Men zou kunnen stellen dat Tokarczuk dus zelf
tegen wil en dank een soort van messianistische
wereldbeschouwing huldigt en in dit opzicht
verschilt zij eigenlijk niet zo sterk van haar romantische tegenhangers, maar misschien wel
van Bruno Schulz met wie zij een oppervlakkige gelijkenis vertoont, hoewel deze modernist
mystieke motieven uit de Kabbala esthetiseerde
en individualiseerde, terwijl Tokarczuk ze met
vormen van gemeenschap in verband brengt.
Haar werkelijkheid is geen [post]modernistisch
labyrint, maar een aarts-Poolse poging om het
lot van natie (in de breedste zin van het woord)
te doorgronden. Dat verklaart haar prominente
publieke rol en haar expliciet politieke uitspraken die zich altijd tegen een eng etnisch nationalisme keren.

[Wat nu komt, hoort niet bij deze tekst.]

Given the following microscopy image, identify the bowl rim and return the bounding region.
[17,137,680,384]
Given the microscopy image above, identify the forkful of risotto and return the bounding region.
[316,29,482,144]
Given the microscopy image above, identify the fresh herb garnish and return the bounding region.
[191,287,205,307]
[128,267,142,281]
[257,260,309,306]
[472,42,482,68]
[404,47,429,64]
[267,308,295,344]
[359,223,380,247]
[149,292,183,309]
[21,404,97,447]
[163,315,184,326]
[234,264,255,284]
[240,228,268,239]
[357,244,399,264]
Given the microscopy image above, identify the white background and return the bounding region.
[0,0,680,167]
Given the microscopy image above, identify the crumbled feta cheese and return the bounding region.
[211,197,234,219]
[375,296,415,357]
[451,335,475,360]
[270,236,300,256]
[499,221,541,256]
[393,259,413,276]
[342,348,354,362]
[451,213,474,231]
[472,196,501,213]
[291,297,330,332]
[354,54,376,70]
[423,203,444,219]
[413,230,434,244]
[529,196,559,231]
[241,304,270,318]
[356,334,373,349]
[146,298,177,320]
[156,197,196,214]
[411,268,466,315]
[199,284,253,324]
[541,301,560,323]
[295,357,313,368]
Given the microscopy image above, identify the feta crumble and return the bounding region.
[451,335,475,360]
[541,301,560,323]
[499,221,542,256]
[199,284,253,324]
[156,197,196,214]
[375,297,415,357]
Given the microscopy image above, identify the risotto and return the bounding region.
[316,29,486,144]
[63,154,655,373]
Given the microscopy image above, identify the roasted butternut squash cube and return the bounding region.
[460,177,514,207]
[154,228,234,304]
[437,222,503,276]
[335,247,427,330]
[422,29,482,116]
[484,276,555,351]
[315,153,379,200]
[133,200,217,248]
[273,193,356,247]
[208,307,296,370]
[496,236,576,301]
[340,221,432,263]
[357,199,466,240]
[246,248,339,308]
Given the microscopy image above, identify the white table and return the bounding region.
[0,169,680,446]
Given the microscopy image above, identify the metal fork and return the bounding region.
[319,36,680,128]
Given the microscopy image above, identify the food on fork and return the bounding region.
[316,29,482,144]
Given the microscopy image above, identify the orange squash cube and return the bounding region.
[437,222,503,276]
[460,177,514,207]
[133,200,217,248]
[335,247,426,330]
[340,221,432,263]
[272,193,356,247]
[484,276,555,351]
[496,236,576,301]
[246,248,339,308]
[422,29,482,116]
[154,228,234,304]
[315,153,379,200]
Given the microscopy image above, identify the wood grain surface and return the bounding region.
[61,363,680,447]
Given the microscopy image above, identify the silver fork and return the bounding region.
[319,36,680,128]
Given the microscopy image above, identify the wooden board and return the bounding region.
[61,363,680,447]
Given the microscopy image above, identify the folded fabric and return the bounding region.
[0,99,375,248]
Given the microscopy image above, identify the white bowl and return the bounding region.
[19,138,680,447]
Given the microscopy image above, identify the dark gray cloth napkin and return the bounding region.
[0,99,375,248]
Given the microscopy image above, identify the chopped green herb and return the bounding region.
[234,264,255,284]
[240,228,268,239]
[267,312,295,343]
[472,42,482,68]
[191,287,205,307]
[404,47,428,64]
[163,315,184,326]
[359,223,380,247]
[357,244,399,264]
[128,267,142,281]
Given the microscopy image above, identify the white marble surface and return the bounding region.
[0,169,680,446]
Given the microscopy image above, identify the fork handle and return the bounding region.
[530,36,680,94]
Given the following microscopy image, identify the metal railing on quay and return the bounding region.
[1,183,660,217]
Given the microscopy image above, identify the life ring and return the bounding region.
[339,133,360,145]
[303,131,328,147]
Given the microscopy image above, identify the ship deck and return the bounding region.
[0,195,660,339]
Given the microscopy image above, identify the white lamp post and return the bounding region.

Tokarczuk is dus in wezen een geëngageerd schrijfster en hoewel ze – net als sommige andere laatpostmoderne auteurs – moeite
doet om een spannende handeling te creëren en
het in De Jacobsboeken ook niet ontbreekt aan
mooie beschrijvingen van het dagelijkse leven
in de Pools-Oekraïense grenslanden, lijkt er
vanuit het standpunt van een lezer die minder
vertrouwd is met de huidige debatten over de
Poolse identiteit toch veel niet-functionele informatie in de roman te staan. Daarom kan de
lectuur van De Jacobsboeken een weerbarstige
ervaring zijn. Daaraan wordt ook (maar op een
ander niveau) bijgedragen door de figuur van
Jenta, een bejaarde Joodse vrouw die aan het
begin van roman op het punt staat te overlijden, maar die – omdat haar een verkeerd amulet
wordt omgedaan – in een toestand tussen dood
en leven in terecht komt (kenmerkend voor de losse compositie van de roman is dat de handeling onderbroken wordt om de geschiedenis van
Jenta’s voorouders te vertellen, waarbij uitgebreid wordt ingegaan op Jacob Franks voorloper
uit de zevende eeuw: de ‘Messias’ Sjabtai Tsvi,
die zich tot de islam bekeerde – waarschijnlijk
ook een schijnbekering). Ze wordt begraven in
een grot in de buurt van de Dnjestr, een symbolische plek waarop ruimte en tijd geen vat lijken
te hebben. Vanuit dat perspectief is ze getuige
van wat er in de roman gebeurt, een levende
dode. Tokarczuk stelde in een interview dat ze
na voltooiing van De Jacobsboeken de indruk
had, dat het de roman aan eenheid ontbrak. De
figuur van Jenta moest dit corrigeren. Haar blik,
het gezichtspunt van een vrouw die tot een religieuze minderheid behoorde, zou de lezer een
perspectief moeten bieden van waaruit de boodschap van de roman duidelijk zou worden. Het
probleem is echter dat het dan (weer) niet om
een artistieke eenheid draait, maar dat opnieuw
de ideologie op de voorgrond staat (hoewel het
relativeren van tijd en ruimte en soms ook de
chronologie van de handeling typerend is voor
het Latijns-Amerikaanse magische realisme dat
in het Polen van 1970-1990 erg populair was en
waarvan we de sporen in eerdere romans van
Tokarczuk kunnen terugvinden).
De Jacobsboeken is dus geen gemakkelijk
leesbaar boek en dat komt niet alleen door de
omvang. De oorzaak is hoofdzakelijk de spanning tussen eruditie, ideologische intentie en
een voortdurend wisselend vertelperspectief.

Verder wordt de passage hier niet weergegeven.